FoxEngine.TranslationTool icon indicating copy to clipboard operation
FoxEngine.TranslationTool copied to clipboard

Editing of one enrty cannot be successful what so ever

Open abuali129 opened this issue 9 years ago • 25 comments

I'm still continue with my project, and I develop a pattern for localizing the TPP to arabic, which is appear to be successful in every .subp and all entries in them. But there's one entry that whatever I do it is get corrupted inside the game,

Entry Id="2161021477" in the tape.subp Cassette tape is Skull Face's Objective [4] Track Secret Recording of Skull Face and Code Talker [2]

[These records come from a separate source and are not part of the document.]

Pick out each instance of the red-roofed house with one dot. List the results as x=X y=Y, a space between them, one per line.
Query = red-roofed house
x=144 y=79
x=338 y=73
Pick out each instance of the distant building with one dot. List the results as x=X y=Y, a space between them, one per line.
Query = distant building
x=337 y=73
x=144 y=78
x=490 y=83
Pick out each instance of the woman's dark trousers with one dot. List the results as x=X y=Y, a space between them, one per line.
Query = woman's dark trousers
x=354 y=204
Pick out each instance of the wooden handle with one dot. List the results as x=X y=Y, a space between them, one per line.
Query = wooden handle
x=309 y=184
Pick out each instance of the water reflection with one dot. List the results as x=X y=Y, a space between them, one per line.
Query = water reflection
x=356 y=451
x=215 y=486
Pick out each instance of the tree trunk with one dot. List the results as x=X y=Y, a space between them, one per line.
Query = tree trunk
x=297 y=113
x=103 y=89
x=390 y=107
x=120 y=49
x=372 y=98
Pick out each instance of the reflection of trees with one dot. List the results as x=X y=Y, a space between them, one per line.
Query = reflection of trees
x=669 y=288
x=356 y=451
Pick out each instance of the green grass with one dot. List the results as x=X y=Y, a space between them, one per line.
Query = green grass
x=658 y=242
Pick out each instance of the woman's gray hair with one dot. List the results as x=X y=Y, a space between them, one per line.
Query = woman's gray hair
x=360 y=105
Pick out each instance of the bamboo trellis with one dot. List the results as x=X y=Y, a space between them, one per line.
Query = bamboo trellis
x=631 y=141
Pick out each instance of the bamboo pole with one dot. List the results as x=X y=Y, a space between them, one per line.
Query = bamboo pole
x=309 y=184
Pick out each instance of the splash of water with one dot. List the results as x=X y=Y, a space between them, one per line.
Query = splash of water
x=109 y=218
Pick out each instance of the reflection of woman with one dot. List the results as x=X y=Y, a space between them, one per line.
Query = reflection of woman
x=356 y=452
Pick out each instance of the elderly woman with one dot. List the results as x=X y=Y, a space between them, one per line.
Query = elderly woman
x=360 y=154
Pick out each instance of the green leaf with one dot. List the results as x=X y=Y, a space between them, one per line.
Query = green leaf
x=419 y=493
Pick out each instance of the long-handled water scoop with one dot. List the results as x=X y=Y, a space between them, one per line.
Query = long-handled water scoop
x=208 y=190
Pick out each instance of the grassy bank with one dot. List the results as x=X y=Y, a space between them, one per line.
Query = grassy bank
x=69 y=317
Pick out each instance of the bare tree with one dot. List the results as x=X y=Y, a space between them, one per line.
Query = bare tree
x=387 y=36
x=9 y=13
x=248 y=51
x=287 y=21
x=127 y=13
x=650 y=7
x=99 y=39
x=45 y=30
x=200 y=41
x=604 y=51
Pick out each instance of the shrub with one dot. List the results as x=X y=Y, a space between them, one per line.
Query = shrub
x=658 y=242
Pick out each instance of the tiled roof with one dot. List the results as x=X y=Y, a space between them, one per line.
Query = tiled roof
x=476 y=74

Whenever I modify this entry and put it on the game, the subtitles won't show, and also the rewind and forward buttons are getting corrupted. I provide a two .subp sample containing just the subjected entry, for both the original and modified one. Also see the videos to look at the original behavior and the corrupted

Videos original https://www.youtube.com/watch?v=VpmW2LG6oBk corrupted https://www.youtube.com/watch?v=xNhw1nteyLg

Samples Original https://mega.nz/#!zM8khIwb!L-ORh-oHNcA3H1NqgC7YUOijx6oeTvp4BelGiJW6MbU corrupted https://mega.nz/#!rEkFDSaL!OpJ2ntxyVx3ittkq2r6i72V2U_GoRYIU7LI5YBhx24E

abuali129 avatar Feb 10 '17 12:02 abuali129

The only difference between the two files you provided is the text content and length (if they are both utf-8 encoded).

The "corrupted" one seems to be missing the character ID prefixes ([C=37]) in each line. Perhaps the game can only "skip" to lines with a character ID.

Original:

<Line Text="[C=37]Forgive me, but my schedule has changed.">
    <Timing Start="576" End="830" />
</Line>

Modded:

<Line Text=".ばチをす ぬウ タガぐケろぅ オズぬち コォガ ぁタガ つケふぉ         ">
    <Timing Start="576" End="830" />
</Line>

Atvaark avatar Feb 10 '17 20:02 Atvaark

I already tried having the character ID prefixes, but same result. I found another entries that had the same issues with it. I'll make it ready just in the next moments.

abuali129 avatar Feb 10 '17 20:02 abuali129

Entry Id="856784307" Cassette tape is Truth Records Track Secret Recording with PAZ and ZERO

Original https://mega.nz/#!uRVTSDTa!UB7xpGYQY5WcEQrw02G0JF2MqC1-YX9YZPiCWPUkKtg Modified https://mega.nz/#!7A1WmChD!YxvS2283CXup87wsXOtNNUTA9Cc-eo5t155vx07DxZg Corrupted https://mega.nz/#!Td8RXZwZ!Un70HOvJIJcFP8efntkQ0HVSRXm-8FZnhCroHrzuoiw

Look at Lines# 138 & 336

in the Modified version, the file works probably, that's because I didn't touch these 2 lines.. in the Corrupted Version I add my text and same issue as before happened.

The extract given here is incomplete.